After a slow start, Grainger County tomatoes are on the move
A cold snap three weeks ago slowed the ripening of tomatoes, but farmers said they are back on track.
RUTLEDGE, Tenn. (WVLT) - The famous Grainger County tomatoes have slowly hit shelves across the region.
This is Cole Larrance’s first year in the produce business. He’s opened Cherokee Produce and is ready to share the Grainger County tomato with customers.
“I’ve been around this produce for all my life,” said Larrance. “I’ve got a family up around Morgan farms.”
Farmers in Granger County said there was about a three-week window where production had slowed on the tomatoes. Now that warmer weather has come around, that production has resumed.
“We hit the cold spell there,” said Brandon Williams with Williams Farms. “It slowed things down and slowed things down on picking.”
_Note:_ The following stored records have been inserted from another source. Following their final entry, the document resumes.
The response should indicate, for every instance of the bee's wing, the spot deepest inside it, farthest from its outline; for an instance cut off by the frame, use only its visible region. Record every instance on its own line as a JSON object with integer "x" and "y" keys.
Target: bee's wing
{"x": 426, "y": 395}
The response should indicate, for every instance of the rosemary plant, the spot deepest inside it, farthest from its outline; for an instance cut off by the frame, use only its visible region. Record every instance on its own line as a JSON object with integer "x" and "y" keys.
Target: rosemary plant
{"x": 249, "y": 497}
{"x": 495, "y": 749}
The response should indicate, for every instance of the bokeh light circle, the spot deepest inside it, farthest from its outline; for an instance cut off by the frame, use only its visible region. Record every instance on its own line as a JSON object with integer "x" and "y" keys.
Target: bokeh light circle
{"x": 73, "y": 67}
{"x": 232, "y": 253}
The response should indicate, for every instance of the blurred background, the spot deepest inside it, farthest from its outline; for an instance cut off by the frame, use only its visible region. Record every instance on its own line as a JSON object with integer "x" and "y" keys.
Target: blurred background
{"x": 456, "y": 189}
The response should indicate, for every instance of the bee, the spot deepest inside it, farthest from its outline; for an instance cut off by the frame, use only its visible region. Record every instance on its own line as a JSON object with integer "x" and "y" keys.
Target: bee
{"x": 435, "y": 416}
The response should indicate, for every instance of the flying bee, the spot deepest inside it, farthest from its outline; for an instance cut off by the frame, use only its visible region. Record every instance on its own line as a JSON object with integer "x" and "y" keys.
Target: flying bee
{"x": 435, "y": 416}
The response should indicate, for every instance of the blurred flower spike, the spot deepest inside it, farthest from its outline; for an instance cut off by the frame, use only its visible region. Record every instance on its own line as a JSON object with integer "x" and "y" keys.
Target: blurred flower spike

“There’s about three weeks ago when they slowed down, but things are going wide open now for sure,” said Steve Longmire with Tennessee Homegrown Tomatoes. “This weather has changed, and that temps have got warm, and we’re rolling.”
Longmire has been growing tomatoes for 41 years. He said this has been the best picking week all season.
The hot houses do help, but he said the hot sun to the best.
“You can turn the heat if you need to. But still, there’s nothing like the good old sunshine to wrap them up and make them do good,” said Longmire.
Soon, the Grainger County tomato will hit produce stands across the region.
“It’s been good. I mean, these are greenhouse tomatoes, homegrown, so we’re selling a lot,” said Larrance.
The farmers expect the peak of the season to come at the end of July.
The Grainger County Tomato Festival is in July this year. It opens on Friday, July 21 at noon.